| Fig. 155—Steep walls in the Majes Valley below Cantas and the abrupt termination against them of a deep alluvial fill. | Fig. 156—Canyon of the Majes River through the Coast Range north of Camaná. The rock is a granite-gneiss capped by rather flat-lying sedimentaries. |
It is known that the Pleistocene was a time of augmented waste delivery. At the head of the broadly opened Majes Valley there was deposited a huge mass of extremely coarse waste several hundred feet deep and several miles long. Forward from it, interstratified with its outer margin, and continuing the same alluvial grade, is a still greater mass of finer material which descends to lower levels. The fine material is deposited on the floor of a valley cut into Tertiary strata, hence it is younger than the Tertiary. It is now, and has been for some time past, in process of dissection, hence it was not formed under present conditions of climate and relief. It is confidently assigned to the Pleistocene, since this is definitely known to have been a time of greater precipitation and waste removal on the mountains, and deposition on the plains and the floors of mountain valleys. Such a conclusion appears, even on general grounds, to be but a shade less reliable than if we were able to find in the upper Majes Valley, as in so many other Andean valleys, similar alluvial deposits interlocked with glacial moraines and valley trains.

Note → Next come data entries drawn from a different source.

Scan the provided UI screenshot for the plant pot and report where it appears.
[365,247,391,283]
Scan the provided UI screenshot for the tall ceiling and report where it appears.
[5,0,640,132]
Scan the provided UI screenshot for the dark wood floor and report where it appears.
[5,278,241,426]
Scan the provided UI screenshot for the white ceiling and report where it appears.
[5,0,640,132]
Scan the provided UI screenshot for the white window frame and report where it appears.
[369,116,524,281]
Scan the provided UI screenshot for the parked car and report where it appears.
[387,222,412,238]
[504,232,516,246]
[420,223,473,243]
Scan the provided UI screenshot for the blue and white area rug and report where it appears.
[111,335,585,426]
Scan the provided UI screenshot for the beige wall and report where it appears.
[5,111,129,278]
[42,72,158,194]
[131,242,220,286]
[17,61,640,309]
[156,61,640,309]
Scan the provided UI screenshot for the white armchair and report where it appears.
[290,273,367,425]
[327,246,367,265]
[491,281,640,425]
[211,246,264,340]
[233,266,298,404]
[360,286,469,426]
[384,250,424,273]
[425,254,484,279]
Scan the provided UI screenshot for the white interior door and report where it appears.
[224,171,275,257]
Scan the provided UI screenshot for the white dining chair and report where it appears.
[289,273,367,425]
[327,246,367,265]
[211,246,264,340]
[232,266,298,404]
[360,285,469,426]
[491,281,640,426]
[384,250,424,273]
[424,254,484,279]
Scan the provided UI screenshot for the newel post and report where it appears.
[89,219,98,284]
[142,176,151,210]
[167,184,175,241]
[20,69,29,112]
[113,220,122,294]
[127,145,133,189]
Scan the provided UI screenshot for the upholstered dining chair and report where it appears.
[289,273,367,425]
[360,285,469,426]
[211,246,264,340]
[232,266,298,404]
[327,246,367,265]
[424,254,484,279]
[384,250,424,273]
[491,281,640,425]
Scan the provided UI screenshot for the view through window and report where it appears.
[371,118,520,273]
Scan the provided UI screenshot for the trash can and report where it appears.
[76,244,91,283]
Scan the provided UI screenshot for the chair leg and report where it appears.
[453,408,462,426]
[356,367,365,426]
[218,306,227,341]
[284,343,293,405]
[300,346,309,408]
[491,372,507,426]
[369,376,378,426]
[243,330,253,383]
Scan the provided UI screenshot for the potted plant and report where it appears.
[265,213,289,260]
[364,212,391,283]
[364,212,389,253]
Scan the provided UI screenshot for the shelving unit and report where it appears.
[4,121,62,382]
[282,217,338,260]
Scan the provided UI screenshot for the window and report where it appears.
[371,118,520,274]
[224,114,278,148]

In regard to the second consideration—the upbowing of the Cordillera—it may be noted that the valley and slope profiles of the main Cordillera shown on p. [191], when extended toward the margin of the mountain belt, lie nearly a mile above the level of the sea on the west and the Amazon plains on the east. The evidence of regional bowing thus afforded is checked by the depths of the mountain valleys and the stream profiles in them. The streams are now sunk from one to three thousand feet below their former level. Even in the case of three thousand feet of erosion the stream profiles are still ungraded, the streams themselves are almost torrential, and from one thousand to three thousand feet of vertical cutting must still be accomplished before the profiles will be as gentle and regular as those of the preceding cycle of erosion, in which were formed the mature slopes now lying high above the valley floors.
Further evidence of bowing is afforded by the attitude of the Tertiary strata themselves, more highly inclined in the case of the older Tertiary, less highly inclined in the case of the younger Tertiary. It is noteworthy that the gradient of the present valley floor is distinctly less than that of the least highly inclined strata. This is true even where aggradation is now just able to continue, as near the nodal point of the valley, above Aplao, where cutting ceases and aggradation begins. (See the Aplao Quadrangle for change of function on the part of the stream a half mile above Cosos). Such a progressive steepening of gradients in the direction of the oldest deposits, shows very clearly a corresponding progression in the growth of the Andes at intervals throughout the Tertiary.
Thus we have aggradation in the Tertiary at the foot of the growing Andes; aggradation in the Pliocene or early Pleistocene on the floor of a deep valley cut in earlier deposits; aggradation in the glacial epoch; and aggradation now in progress. Basin deposits within the borders of the Peruvian Andes are relatively rare. The profound erosion implied by the development, first of a mature topography across this great Cordillera, and second of many deep canyons, calls for deposition on an equally great scale on the mountain borders. The deposits of the western border are a mile thick, but they are confined to a narrow zone between the Coast Range and the Cordillera. Whatever material is swept beyond the immediate coast is deposited in deep ocean water, for the bottom falls off rapidly. The deposits of the eastern border of the Andes are carried far out over the Amazon lowland. Those of earlier geologic periods were largely confined to the mountain border, where they are now upturned to form the front range of the Andes. The Tertiary deposits of the eastern border are less restricted, though they appear to have gathered chiefly in a belt from fifty to one hundred miles wide.
The deposits of the western border were laid down by short streams rising on a divide only 100 to 200 miles from the Pacific. Furthermore, they drain the dry leeward slopes of the Andes. The deposits of the wet eastern border were made by far larger streams that carry the waste of nearly the whole Cordillera. Their shoaling effect upon the Amazon depression must have been a large factor in its steady growth from an inland sea to a river lowland.
CHAPTER XV
PHYSIOGRAPHIC AND GEOLOGIC DEVELOPMENT
GENERAL FEATURES
In the preceding chapter we employed geologic facts in the determination of the age of the principal topographic forms. These facts require further discussion in connection with their closest physiographic allies if we wish to show how the topography of today originated. There are many topographic details that have a fundamental relation to structure; indeed, without a somewhat detailed knowledge of geology only the broader and more general features of the landscape can be interpreted. In this chapter we shall therefore refer not to the scenic features as in a purely topographic description, but to the rock structure and the fossils. A complete and technical geologic discussion is not desirable, first, because it should be based upon much more detailed geologic field work, and second because after all our main purpose is not to discuss the geologic features per se, but the physiographic background which the geologic facts afford. I make this preliminary observation partly to indicate the point of view and partly to emphasize the necessity, in a broad, geographic study, for the reconstruction of the landscapes of the past.